The development and evaluation of reference materials for Lassa virus molecular diagnostics

Emma M Bentley^1*Samuel Richardson¹Eleanor Atkinson¹Peter Rigsby¹Devy M Emperador²Marian Killip³Mark Page¹Giada Mattiuzzo¹

• ¹Medicines and Healthcare products Regulatory Agency (United Kingdom), London, United Kingdom
• ²FIND, Geneva, Switzerland
• ³UK Health Security Agency - Colindale, London, United Kingdom

Recent public health emergencies of international concern (PHEIC) have highlighted the need to develop prophylactic treatments and effective diagnostics for pandemic preparedness.
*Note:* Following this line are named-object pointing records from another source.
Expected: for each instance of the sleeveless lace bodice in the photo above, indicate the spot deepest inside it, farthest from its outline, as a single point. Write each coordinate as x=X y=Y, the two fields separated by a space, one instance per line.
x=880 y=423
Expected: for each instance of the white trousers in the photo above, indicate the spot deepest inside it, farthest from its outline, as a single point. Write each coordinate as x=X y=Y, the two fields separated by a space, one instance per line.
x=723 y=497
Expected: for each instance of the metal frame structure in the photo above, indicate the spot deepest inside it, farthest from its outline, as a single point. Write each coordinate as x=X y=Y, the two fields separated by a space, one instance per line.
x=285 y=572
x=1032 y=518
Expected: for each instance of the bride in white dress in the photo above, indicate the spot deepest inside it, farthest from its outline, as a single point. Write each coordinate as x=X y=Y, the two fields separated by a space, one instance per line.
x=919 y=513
In particular, the 100 Days Mission, an initiative to respond to a PHEIC within the first 100 days after declaration, has put into focus the importance of the early availability of effective diagnostic tests. Reference materials are valuable to support the development, assessment and calibration of these tests. The use of World Health Organization (WHO) International Standards (IS), the highest order calibrant, allows for the harmonisation of data reporting which assists performance evaluation. WHO IS for emerging virus molecular testing are usually made by inactivating the pathogen of interest and they undergo extensive evaluation in multi-laboratory collaborative studies. However, the development of such reference material for Lassa virus (LASV) is challenging due to the requirement for high containment level facilities to handle LASV. Further, the development of molecular tests for the detection of LASV RNA is confounded by the high sequence diversity amongst circulating lineages and a need to evaluate performance against them. To circumvent this, we have developed a low containment alternative using chimeric lentiviral particles packaging the RNA of five prototype LASV lineages. These were evaluated alongside the whole inactivated virus (Josiah strain) by 18 laboratories, across 25 methods, as part of an International multi-lab collaborative study and showed equivalent performance to the authentic virus in reducing interlaboratory variability. The data from this study also highlighted the variability in detection across LASV lineages and supported the establishment of the chimeric particles as a WHO Reference Panel for Lassa virus RNA, alongside a WHO IS. This will greatly facilitate molecular test development and evaluation. Overall, the strategy has the flexibility to be applied to a range of high priority viral families and can rapidly be implemented to expand to new viral sequences of high consequence which may impact molecular test performance. This represents an important pandemic preparedness initiative to support the response to the next outbreak, including Disease X.